The ideal gas law is a key equation in chemistry that relates the pressure, volume, and temperature of a gas to the number of moles. This relationship is expressed as \( PV = nRT \), where:

• \( P \) is the pressure of the gas.
• \( V \) is the volume it occupies.
• \( n \) is the amount of substance in moles.
• \( R \) is the ideal gas constant (approximately 0.08206 L·atm/mol·K).
• \( T \) is the temperature in Kelvin.

This equation is incredibly useful for converting between these properties when dealing with ideal gases, like nitrogen.
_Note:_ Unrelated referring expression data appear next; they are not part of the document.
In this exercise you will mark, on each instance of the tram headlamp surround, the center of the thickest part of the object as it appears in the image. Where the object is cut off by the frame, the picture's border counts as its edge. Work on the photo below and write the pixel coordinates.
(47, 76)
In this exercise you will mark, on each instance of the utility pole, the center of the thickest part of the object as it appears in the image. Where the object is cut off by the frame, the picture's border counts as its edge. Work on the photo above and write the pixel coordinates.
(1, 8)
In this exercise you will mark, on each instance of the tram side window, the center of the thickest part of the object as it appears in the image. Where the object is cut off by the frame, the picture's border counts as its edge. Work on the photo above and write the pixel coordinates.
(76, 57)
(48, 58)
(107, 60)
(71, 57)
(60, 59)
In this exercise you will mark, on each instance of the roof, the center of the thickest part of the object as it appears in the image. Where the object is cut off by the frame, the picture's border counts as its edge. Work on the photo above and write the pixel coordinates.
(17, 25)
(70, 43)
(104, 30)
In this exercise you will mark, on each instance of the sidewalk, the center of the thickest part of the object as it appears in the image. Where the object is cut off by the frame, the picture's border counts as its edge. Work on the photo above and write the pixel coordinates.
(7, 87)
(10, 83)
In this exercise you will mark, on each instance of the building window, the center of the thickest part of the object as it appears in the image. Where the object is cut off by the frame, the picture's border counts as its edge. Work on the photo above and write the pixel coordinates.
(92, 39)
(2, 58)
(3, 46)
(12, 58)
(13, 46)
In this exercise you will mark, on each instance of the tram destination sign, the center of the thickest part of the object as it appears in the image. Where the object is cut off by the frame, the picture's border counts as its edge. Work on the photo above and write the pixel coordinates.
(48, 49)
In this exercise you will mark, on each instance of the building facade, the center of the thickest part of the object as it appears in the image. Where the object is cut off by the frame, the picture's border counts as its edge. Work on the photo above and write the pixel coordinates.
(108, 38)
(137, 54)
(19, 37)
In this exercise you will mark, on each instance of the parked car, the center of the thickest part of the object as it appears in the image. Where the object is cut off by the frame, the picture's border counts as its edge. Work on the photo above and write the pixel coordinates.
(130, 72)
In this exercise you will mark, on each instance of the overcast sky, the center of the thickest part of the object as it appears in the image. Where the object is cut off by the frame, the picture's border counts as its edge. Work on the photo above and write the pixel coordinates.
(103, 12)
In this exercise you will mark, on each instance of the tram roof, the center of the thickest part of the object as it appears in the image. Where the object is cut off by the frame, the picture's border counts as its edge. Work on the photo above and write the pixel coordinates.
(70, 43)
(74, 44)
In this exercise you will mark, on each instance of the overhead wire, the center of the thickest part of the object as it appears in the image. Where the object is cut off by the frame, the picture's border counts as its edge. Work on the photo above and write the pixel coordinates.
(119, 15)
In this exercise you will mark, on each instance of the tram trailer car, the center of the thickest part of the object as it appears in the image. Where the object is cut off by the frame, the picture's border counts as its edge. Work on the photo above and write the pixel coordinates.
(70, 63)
In the Dumas method, after collecting data on pressure, volume, and temperature, the ideal gas law allows us to determine the moles of nitrogen gas produced. it is necessary to convert volume and pressure to appropriate units (liters and atmospheres) before performing the calculations.

Calculating these moles is pivotal for determining the nitrogen's mass within the sample.

Mass Percent Calculation

Mass percent is a way of expressing the concentration of a component (in this case, nitrogen) in a mixture or compound. It is calculated as the ratio of the mass of the component to the total mass of the compound, multiplied by 100%:\[\text{Mass Percent} = \left( \frac{\text{Mass of Nitrogen}}{\text{Total Mass of Sample}} \right) \times 100%\]

In our case, after finding the mass of nitrogen from its moles using its molar mass (14.01 g/mol for nitrogen), we use the initial mass of the organic sample to calculate its mass percent.

• This calculation tells us what percentage of the compound's total mass is due to nitrogen.
• It quantifies how much of the sample consists of nitrogen, which helps verify the compound's molecular formula and structure.

Such percentage calculations are particularly useful in chemistry for understanding compositions and ensuring balance in chemical equations or reactions.